6. Bridge MCP tools into the loop¶
client = MCPClient()
await client.connect(sys.executable, ["/tmp/mcp_demo_server.py"])
mcp_tool_schemas = await client.list_tools()
print("MCP-provided tools ready for run_loop:")
for t in mcp_tool_schemas:
print(f" {t['name']:10s} {t['description']}")
await client.close()
# The shape is identical to internal tools - drop them into tools= on run_loop.
7. Real-API gate¶
No gate needed - everything above uses the subprocess, not the LLM. MCP can be tested fully offline.
8. Tool dispatch timing¶
Internal Python tools dispatch synchronously through GLOBAL_REGISTRY.dispatch. MCP tools make a subprocess round-trip: JSON serialize -> stdin -> stdout read -> JSON parse. Here's the per-call overhead for both paths.
import time
N = 50
# Internal dispatch
t0 = time.monotonic()
for _ in range(N):
await GLOBAL_REGISTRY.dispatch("reverse", {"s": "hello"})
internal_ms = (time.monotonic() - t0) * 1000 / N
# MCP dispatch (reuse a single connection)
client = MCPClient()
await client.connect(sys.executable, ["/tmp/mcp_demo_server.py"])
t0 = time.monotonic()
for _ in range(N):
await client.call_tool("add", {"a": 1, "b": 2})
mcp_ms = (time.monotonic() - t0) * 1000 / N
await client.close()
print(f"Internal dispatch: {internal_ms:.2f} ms/call ({N} calls)")
print(f"MCP round-trip: {mcp_ms:.2f} ms/call ({N} calls)")
print(f"Overhead ratio: {mcp_ms / max(internal_ms, 0.01):.1f}x")
import matplotlib.pyplot as plt
fig, ax = plt.subplots(figsize=(6, 3.5))
bars = ax.bar(["internal", "MCP stdio"], [internal_ms, mcp_ms], color=["#3b82f6", "#f59e0b"])

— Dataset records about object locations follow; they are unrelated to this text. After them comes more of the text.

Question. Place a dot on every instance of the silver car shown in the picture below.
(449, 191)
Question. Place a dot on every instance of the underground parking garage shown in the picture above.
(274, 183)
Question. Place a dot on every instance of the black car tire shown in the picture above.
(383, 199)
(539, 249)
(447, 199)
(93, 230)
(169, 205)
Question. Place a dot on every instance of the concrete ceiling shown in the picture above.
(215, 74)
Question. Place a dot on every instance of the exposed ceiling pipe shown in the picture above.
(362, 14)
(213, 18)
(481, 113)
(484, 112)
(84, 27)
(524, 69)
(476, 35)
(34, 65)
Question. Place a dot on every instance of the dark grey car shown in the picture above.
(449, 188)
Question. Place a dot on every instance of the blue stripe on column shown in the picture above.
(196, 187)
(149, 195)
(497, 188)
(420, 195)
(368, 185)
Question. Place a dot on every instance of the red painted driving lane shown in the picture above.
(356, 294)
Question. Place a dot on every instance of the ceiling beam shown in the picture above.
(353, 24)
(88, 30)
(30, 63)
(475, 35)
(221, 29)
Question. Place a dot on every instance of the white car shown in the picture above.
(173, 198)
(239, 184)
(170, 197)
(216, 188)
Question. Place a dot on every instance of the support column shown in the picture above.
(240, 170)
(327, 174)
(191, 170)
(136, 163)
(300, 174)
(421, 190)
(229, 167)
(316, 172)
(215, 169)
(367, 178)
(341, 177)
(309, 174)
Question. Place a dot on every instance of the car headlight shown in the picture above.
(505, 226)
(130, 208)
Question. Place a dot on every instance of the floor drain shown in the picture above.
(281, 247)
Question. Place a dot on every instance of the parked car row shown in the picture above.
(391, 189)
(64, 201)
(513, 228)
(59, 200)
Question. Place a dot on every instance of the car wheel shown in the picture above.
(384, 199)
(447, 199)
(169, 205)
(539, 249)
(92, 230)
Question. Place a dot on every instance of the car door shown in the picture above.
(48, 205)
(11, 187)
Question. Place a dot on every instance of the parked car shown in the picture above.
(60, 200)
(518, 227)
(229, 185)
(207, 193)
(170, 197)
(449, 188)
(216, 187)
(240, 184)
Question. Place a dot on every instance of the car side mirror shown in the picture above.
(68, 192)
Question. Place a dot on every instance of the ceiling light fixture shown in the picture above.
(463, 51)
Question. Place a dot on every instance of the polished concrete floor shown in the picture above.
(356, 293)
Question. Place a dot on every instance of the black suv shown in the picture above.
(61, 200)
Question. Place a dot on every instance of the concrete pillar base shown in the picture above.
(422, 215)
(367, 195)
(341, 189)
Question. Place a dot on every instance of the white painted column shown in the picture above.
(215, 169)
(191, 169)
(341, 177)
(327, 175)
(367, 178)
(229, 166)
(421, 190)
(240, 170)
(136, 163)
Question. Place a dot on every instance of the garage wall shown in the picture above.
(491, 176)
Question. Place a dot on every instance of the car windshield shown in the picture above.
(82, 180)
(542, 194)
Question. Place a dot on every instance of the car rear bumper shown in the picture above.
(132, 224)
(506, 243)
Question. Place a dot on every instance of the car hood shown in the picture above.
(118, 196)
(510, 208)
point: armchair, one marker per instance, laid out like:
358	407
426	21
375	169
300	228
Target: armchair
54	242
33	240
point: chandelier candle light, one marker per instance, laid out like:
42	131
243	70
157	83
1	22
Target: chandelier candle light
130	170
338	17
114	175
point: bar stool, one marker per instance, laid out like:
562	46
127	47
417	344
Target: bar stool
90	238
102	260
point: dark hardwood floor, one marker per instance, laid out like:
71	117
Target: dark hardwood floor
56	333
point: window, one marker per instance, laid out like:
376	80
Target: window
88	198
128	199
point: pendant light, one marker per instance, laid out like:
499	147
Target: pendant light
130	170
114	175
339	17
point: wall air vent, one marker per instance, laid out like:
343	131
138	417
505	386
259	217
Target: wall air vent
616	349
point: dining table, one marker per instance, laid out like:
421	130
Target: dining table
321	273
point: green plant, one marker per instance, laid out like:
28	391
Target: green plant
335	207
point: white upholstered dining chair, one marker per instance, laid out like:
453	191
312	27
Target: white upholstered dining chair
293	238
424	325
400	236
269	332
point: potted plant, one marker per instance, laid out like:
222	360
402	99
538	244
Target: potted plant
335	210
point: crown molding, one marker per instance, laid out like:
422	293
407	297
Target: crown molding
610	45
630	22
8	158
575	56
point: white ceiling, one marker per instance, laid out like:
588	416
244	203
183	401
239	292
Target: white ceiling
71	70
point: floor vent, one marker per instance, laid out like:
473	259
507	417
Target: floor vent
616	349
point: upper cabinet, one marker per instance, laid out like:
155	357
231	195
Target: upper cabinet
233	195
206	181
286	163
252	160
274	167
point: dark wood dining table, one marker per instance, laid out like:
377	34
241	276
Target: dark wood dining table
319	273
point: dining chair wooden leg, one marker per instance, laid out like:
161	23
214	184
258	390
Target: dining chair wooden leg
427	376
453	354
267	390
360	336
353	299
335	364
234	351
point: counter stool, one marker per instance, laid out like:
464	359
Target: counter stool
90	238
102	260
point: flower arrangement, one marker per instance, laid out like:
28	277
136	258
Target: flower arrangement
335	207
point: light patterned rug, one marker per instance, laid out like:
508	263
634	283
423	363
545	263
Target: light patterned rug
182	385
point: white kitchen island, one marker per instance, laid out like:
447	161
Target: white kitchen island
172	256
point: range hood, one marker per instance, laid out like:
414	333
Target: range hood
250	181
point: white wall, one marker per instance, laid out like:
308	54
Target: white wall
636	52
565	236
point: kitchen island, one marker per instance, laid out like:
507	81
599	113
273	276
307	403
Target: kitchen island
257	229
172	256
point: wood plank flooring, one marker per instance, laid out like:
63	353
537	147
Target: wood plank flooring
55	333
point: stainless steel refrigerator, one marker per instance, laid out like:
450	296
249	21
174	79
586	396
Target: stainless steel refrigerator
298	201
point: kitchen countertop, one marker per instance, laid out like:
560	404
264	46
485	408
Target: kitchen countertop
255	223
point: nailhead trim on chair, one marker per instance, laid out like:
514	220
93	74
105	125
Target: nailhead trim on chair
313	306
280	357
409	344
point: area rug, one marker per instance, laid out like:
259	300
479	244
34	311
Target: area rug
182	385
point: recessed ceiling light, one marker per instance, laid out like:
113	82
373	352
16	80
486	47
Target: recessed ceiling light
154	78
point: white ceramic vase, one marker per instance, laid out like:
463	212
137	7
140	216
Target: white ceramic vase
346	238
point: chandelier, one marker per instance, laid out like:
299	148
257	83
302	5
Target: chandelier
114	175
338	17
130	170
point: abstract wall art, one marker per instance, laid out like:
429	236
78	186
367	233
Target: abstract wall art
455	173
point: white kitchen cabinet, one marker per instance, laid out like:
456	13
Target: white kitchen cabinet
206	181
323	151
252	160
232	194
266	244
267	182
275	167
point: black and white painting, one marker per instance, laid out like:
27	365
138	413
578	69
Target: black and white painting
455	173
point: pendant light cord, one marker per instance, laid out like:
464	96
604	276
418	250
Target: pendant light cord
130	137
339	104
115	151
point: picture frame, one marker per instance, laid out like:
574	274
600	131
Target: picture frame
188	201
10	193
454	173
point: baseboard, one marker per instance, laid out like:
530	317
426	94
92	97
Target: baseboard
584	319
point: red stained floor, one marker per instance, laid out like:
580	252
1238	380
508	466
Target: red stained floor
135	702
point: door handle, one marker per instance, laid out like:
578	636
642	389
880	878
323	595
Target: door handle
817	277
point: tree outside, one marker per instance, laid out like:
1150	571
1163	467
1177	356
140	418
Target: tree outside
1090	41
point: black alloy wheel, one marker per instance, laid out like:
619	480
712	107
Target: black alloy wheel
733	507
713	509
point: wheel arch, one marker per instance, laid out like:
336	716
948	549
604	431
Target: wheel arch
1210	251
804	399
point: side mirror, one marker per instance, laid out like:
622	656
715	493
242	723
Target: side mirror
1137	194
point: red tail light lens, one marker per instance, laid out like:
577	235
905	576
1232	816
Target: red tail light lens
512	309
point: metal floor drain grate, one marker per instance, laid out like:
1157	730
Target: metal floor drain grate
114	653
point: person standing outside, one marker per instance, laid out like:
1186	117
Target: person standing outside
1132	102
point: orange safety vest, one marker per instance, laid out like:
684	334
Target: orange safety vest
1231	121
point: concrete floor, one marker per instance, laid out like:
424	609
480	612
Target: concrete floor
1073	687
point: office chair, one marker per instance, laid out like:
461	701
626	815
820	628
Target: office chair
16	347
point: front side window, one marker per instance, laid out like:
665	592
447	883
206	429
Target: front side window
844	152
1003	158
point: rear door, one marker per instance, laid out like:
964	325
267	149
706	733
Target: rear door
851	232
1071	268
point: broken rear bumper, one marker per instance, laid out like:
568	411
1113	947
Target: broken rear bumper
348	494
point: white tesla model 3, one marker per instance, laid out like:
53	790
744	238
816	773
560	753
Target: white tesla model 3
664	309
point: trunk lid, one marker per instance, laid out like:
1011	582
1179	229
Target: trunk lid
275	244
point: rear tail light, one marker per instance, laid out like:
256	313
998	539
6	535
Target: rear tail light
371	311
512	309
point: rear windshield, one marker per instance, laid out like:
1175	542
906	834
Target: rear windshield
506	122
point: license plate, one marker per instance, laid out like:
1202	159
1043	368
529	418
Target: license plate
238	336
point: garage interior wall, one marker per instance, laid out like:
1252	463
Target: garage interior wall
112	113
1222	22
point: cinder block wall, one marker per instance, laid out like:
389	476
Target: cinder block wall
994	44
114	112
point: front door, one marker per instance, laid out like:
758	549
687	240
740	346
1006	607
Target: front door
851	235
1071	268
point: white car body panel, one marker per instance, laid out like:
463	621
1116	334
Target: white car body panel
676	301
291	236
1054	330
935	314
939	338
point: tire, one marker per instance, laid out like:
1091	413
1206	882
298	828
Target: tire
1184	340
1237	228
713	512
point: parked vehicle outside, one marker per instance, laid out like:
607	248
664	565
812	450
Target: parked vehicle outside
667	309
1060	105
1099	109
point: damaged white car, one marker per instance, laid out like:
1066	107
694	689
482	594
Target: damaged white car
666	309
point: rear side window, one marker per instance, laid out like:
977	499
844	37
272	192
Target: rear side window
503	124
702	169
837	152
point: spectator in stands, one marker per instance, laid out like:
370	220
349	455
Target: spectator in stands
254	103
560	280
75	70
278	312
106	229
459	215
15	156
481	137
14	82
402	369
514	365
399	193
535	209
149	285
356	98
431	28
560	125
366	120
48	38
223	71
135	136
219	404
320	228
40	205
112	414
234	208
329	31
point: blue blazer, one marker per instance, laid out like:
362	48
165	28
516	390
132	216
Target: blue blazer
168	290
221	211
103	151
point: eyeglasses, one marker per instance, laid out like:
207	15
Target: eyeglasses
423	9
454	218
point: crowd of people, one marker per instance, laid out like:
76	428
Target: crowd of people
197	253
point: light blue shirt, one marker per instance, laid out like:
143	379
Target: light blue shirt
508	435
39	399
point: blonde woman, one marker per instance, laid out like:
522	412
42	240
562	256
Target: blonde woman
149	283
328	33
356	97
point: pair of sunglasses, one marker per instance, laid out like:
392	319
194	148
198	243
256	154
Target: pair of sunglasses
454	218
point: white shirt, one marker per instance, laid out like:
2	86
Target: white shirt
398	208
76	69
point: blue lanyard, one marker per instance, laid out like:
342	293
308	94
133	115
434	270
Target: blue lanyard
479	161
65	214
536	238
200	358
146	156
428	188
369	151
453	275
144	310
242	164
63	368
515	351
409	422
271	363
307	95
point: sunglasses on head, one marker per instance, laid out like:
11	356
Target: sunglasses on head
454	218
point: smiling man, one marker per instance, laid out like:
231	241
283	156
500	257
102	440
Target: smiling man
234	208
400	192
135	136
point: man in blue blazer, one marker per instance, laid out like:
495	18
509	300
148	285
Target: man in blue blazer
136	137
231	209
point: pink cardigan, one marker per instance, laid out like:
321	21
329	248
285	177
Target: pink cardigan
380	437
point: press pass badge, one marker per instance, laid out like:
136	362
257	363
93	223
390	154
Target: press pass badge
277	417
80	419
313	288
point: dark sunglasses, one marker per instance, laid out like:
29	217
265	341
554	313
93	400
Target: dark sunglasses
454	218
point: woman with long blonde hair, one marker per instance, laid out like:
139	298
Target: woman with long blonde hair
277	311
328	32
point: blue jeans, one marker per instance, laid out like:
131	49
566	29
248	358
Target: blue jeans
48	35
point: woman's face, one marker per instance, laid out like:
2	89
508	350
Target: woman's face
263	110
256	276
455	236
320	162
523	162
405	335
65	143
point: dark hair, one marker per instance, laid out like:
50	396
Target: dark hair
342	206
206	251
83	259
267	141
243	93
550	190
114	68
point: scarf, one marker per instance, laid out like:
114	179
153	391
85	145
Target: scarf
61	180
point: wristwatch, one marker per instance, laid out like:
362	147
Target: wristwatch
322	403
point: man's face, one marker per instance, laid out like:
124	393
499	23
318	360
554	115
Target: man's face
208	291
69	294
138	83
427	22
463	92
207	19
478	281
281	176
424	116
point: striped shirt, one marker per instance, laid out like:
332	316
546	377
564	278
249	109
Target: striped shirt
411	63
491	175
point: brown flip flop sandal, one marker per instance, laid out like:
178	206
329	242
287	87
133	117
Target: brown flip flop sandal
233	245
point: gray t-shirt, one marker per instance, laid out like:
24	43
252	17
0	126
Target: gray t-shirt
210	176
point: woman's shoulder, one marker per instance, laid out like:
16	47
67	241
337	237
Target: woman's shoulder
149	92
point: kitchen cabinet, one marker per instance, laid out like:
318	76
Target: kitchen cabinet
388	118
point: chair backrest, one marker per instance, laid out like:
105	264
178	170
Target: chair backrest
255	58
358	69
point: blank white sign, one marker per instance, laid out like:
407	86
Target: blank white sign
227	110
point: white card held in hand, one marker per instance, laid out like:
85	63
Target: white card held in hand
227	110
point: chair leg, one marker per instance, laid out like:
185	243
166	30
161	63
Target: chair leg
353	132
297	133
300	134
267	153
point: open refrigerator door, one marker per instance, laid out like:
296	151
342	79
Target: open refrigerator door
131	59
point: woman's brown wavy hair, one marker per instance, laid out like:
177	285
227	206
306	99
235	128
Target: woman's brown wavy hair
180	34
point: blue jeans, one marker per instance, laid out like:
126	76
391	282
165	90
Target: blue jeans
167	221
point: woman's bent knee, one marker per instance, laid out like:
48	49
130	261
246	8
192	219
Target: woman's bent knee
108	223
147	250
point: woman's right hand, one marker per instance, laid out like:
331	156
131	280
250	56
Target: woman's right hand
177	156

for bar, val in zip(bars, [internal_ms, mcp_ms]):
ax.text(bar.get_x() + bar.get_width() / 2, val, f"{val:.2f} ms", ha="center", va="bottom")
ax.set_ylabel("ms / call (mean)")
ax.set_title("Dispatch overhead - internal vs MCP")
plt.tight_layout()
plt.show()
MCP adds stdio round-trip latency - a fraction of a millisecond locally, potentially more over slower process boundaries. That's typically acceptable, but if you have a hot loop calling a tool hundreds of times, internal registration wins.
9. Failure modes - broken server¶
What if the server crashes mid-call, or never responds? MCPClient raises MCPError with actionable context. Let's simulate each.
from swarm.tools.mcp_client import MCPError
# Scenario 1: server does not exist.
client = MCPClient()
try:
await client.connect("/nonexistent/binary", [])
except Exception as exc:
print(f"Missing binary: {type(exc).__name__}: {exc}")
finally:
await client.close()
# Scenario 2: server exits before handshake completes.
bad_server = "/tmp/bad_mcp_server.py"
Path(bad_server).write_text("import sys; sys.exit(1)")
client = MCPClient(handshake_timeout_s=2.0)
try:
await client.connect(sys.executable, [bad_server])
except MCPError as exc:
print(f"Crashed during handshake: {exc}")
finally:
await client.close()
Both failures return quickly with a clear error. In an agent, you wrap client.connect(...) in a try and fall back to internal tools when the server is unavailable.
Takeaways¶
- An MCP server is a subprocess that speaks JSON-RPC 2.0 on stdio.
- Three-step handshake: initialize, notifications/initialized, then request/response.
- Both internal tools and MCP tools reduce to a common
{name, description, input_schema}dict. - MCP adds stdio round-trip overhead - negligible for most workloads, painful in hot loops.
- Broken servers surface as
MCPError; wrap connect in a try and degrade to internal tools.